Throughout the course of gameplay, players work together to defeat the challenges that are laid before them. Like all deck-building games, you start with a minimal amount of cards and the purpose is to increase the power of your deck through continued gameplay to defeat the more difficult challenges the players face as the game progresses. You draw a hand, play your cards, and shuffle through the discards to start the process again. And that’s Crossfire on the surface.

Now to look under the hood…

Ever since the success of the Pathfinder Adventure Card Game, the concept of adventure card games has been applied to new settings and various game mechanics. Shadowrun Crossfire combines the adventure card game concept with a cooperative deck-building mechanic to create a game that can be played as single shots or campaigns, expandable or used as is, and for 1-6 players. At the same time, it wraps the canon of Shadowrun into the game along with paying homage to the Shadowrun RPG through content, concept, and appearance. The basic mechanics of the card game could be applied elsewhere, but instead the Shadowrun universe is threaded throughout to create a more interesting concept with a setting that is both familiar and desirable. In other words, Shadowrun Crossfire does an amazing job of blending card game and role-playing game into a single offering (and without those massive dice pools).

So what about game play? Well, it’s definitely not a game that can be played with casual gamers. It requires you to pay much more attention to what you’re doing so that you fully understand how turn play functions and how to win each step of the game (called obstacles in game, requiring you to play cards against an obstacle to defeat it). The game also has a bit of a learning curve, but once you get going it can move along quickly. It’s also important that you remember it’s a deck-building game and you need to continually build your deck up as levels progress so that you can defeat those harder obstacles. Of course, you get all the amazing Shadowrun flavor to go with your gameplay, which truly enhance the game in many ways; it is aesthetically pleasing!

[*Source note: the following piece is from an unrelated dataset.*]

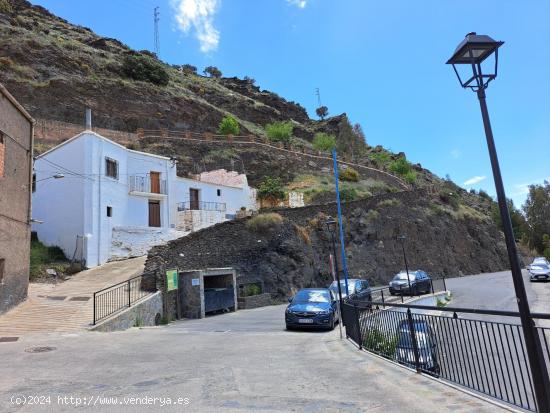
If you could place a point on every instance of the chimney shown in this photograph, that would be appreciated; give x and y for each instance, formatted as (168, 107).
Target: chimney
(88, 119)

As a deck-building game, you already get good re-playability due to the randomness of card games and your choices of how you play your cards (and which Shadowrun character-type you want to play). As an adventure card game (campaign-style gameplay), you get re-playability in the form of add-ons which include new character roles, equipment, missions, and obstacles.

I hate to say this, but I can see the base mechanics and concepts for this game being applied to other settings and having it turn out amazing! It’s such an all-in-one experience that you definitely get your money’s worth!